PARA DÜNYA/ ALEV RİGEL Bilgisayar ve interneti kullanarak evden çabalama, başka şehir ya da ülkeden çabalama benzer biçimde kolaylıkların bir sınırı olduğu ortaya çıktı. Dünyanın en büyük oldukca uluslu teknoloji şirketlerinden IBM, başta yöneticileri olmak suretiyle çalışan tüm elemanlarına bir ultimatom verdi ve “Ya işe gelirsiniz ya da çekilme etmiş sayılırsınız” dedi.

Ultimatom, firmanın başkan yardımcısı John Granger’dan geldi. Granger, departman müdürlerinden en kısa zamanda yanıt bekliyoruz. Aksi halde kendilerini çekilme etmiş sayacağız. Yerlerine, her gün bizzat işe gelen elemanlardan seçim yapacağız” dedi.

Yöneticilerin, haftada beş gün işe gelmesi hala gerekmiyor. Fakat en azından üç gün, şirkette bulunmak zorundalar. Şirket binasına 50 milden (80 km) daha uzakta oturan elemanların ise ağustos ayına kadar yakın bir adrese yerleşmeleri gerekecek. Askeri hizmette olanlar ve bulundukları yerin yakınında olan hastanelere bağımlı olanlar, bu uygulamadan muaf tutulacak.

Karara gerekçe olarak ülkenin Covid-19 pandemisinden çıkması ve firmanın bazı bürolarını kapatma sonucu almasının görevi olduğu belirtiliyor.

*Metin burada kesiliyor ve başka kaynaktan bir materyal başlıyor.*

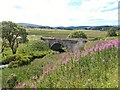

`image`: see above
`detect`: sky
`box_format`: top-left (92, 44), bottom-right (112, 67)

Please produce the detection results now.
top-left (0, 0), bottom-right (119, 26)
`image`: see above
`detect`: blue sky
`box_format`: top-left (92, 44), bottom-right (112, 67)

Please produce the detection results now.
top-left (0, 0), bottom-right (119, 26)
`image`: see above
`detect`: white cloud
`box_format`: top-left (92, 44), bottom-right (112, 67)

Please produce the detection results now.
top-left (0, 0), bottom-right (118, 26)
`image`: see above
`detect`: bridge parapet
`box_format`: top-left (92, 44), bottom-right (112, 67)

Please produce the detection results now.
top-left (41, 37), bottom-right (87, 51)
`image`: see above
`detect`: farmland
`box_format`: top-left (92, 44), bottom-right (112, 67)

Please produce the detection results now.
top-left (0, 28), bottom-right (119, 88)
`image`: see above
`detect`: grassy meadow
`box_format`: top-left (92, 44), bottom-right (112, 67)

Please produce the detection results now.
top-left (0, 28), bottom-right (120, 88)
top-left (27, 29), bottom-right (107, 38)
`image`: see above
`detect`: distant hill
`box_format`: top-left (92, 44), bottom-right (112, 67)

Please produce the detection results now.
top-left (17, 23), bottom-right (51, 28)
top-left (18, 23), bottom-right (120, 30)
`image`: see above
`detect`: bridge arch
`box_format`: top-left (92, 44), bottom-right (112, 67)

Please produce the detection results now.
top-left (50, 42), bottom-right (65, 52)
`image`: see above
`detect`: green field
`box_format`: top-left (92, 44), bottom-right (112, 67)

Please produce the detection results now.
top-left (0, 29), bottom-right (118, 88)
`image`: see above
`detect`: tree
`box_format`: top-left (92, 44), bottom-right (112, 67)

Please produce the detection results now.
top-left (68, 31), bottom-right (87, 38)
top-left (1, 21), bottom-right (27, 54)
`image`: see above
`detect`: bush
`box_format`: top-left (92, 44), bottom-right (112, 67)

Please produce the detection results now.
top-left (30, 50), bottom-right (53, 58)
top-left (68, 31), bottom-right (87, 38)
top-left (7, 74), bottom-right (17, 88)
top-left (107, 28), bottom-right (117, 37)
top-left (2, 54), bottom-right (32, 67)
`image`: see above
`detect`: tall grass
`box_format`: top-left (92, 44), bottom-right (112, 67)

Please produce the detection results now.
top-left (37, 40), bottom-right (120, 88)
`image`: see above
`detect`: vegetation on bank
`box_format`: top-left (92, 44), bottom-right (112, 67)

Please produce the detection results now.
top-left (37, 40), bottom-right (120, 88)
top-left (0, 21), bottom-right (120, 88)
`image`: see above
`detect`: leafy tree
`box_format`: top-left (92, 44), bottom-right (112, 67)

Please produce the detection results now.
top-left (107, 27), bottom-right (117, 37)
top-left (68, 31), bottom-right (87, 38)
top-left (1, 21), bottom-right (27, 54)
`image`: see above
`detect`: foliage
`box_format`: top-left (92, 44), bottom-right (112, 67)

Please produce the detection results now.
top-left (2, 54), bottom-right (32, 67)
top-left (2, 21), bottom-right (27, 54)
top-left (68, 31), bottom-right (87, 38)
top-left (107, 28), bottom-right (117, 37)
top-left (18, 40), bottom-right (49, 55)
top-left (37, 40), bottom-right (120, 88)
top-left (118, 30), bottom-right (120, 37)
top-left (2, 54), bottom-right (60, 88)
top-left (7, 74), bottom-right (17, 88)
top-left (27, 29), bottom-right (107, 39)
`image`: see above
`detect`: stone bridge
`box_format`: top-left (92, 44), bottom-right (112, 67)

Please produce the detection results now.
top-left (41, 37), bottom-right (87, 52)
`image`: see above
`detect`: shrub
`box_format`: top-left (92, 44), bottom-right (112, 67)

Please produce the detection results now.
top-left (2, 54), bottom-right (32, 67)
top-left (68, 31), bottom-right (87, 38)
top-left (107, 28), bottom-right (117, 37)
top-left (18, 40), bottom-right (49, 55)
top-left (7, 74), bottom-right (17, 88)
top-left (30, 50), bottom-right (53, 58)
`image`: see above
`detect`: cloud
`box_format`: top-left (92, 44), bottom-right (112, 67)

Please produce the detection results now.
top-left (0, 0), bottom-right (118, 26)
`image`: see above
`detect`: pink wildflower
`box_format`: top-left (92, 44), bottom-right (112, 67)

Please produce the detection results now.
top-left (66, 57), bottom-right (69, 63)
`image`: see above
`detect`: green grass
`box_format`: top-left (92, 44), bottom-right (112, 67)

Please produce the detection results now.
top-left (37, 40), bottom-right (118, 88)
top-left (27, 29), bottom-right (107, 38)
top-left (2, 54), bottom-right (59, 88)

IBM’in CEO’su Arvind Krishna, suni zeka kullanımı sebebiyle önümüzdeki beş yıl içinde şirket personelinden 7 bin 800 kişinin işten çıkarılacağını söylemiş oldu. Krishna, geçen senenin ocak ayında 3 bin 900 çalışanın iş akdinin feshedildiğini, yeni uygulamanın ise bir tek IBM’e özgü olmadığını, pek oldukca teknoloji şirketinin suni zekayı giderek daha büyük oranlarda iş yaşamına kattığını belirtti. IBM’in 177 ülkede 288 bin 300 mensubu var. ABD’de ve dünya genelinde etkinlik gösteren şirketlerin yüzde 4’ünün IBM benzeri uygulamalar içinde olduğu ifade ediliyor. Bu oran, sayısal olarak binlerle anlatılan şirket anlamına geliyor.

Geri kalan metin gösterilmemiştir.